2. EPCO 107mm Tournament Set, White and Rustic Red
Best for: Canadian and US buyers who like the classic red-and-white look (think Canada flag tones) with high on-court contrast.
The rustic red sits a touch deeper than a pure tournament red, and the white halves stay visible in low-light evening play. This is one of our most-recommended sets for buyers crossing over from Crown who want a familiar red-and-white palette in a USA-made tournament ball. See the White and Rustic Red 107mm set on the product page.
3. EPCO 107mm Tournament Set, Black and White
Best for: buyers who want the cleanest possible visual contrast for daytime and indoor league play.
Black and white is the highest-contrast pairing in the EPCO 107mm range, which makes scoring calls easier than any colorway when the court surface is light stone dust or synthetic carpet. Eight regulation 107mm tournament resin balls plus the carry bag. The Black and White tournament set is one of our most-recommended picks for club gifting and indoor league play.
Why buy from BuyBocceBalls
BuyBocceBalls is a US specialty retailer focused entirely on bocce. We stock the full EPCO 107mm and 110mm tournament range across dozens of colorways, ship from US warehouses, and answer questions from buyers who actually play. If you want to compare two tournament sets side by side before deciding, our team can help you pick a colorway that matches your league or your court lighting.

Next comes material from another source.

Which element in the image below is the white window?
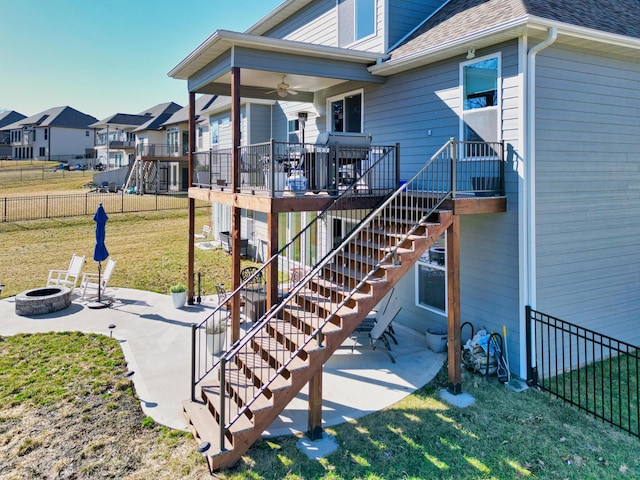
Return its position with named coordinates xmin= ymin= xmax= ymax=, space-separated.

Beyond the EPCO range, our full bocce catalog includes pallinas, polish, replacement pieces, and accessories, so a single order can outfit a household or a club. Comparison guidance is part of why we wrote this post; if you are still weighing options after reading, our EPCO vs Perfetta comparison covers a similar premium-vs-premium decision for the Italian-import alternative.
Frequently asked questions
Is Crown Bocce as good as EPCO?
Yes, in the sense that both are genuine tournament-grade resin sets at the same 107mm regulation size. The differences are practical rather than quality-based: country of origin, shipping speed to your address, and colorway selection. For US buyers, EPCO is usually the easier pick because of US warehousing and broader selection.
Is Crown Bocce a Canadian brand?
Yes. Crown Bocce is a Canadian premium brand with established credibility in Italian-Canadian club communities, particularly in Toronto and Montreal. Canadian buyers may see faster domestic shipping with Crown than with imported US-made sets.
What size are Crown Bocce balls?
Crown's tournament sets are 107mm in diameter, the international regulation size set by the Federazione Italiana Bocce for raffa play. EPCO's 107mm tournament sets match that size, so the two brands are directly comparable.
How much does a tournament-grade bocce set cost?
Expect to pay $250 to $500 for an 8-ball tournament-grade resin set from either Crown or EPCO, depending on colorway and finish. Mass-market plastic or composite sets in the $30 to $70 range do not meet the same regulation specs and will not last as long under weekly play.
Are EPCO bocce balls USBF-recognized?
Yes. The United States Bocce Federation recognizes EPCO 107mm sets for sanctioned tournament play, which matters if you plan to enter a USBF-affiliated event or play in a club that follows USBF rules.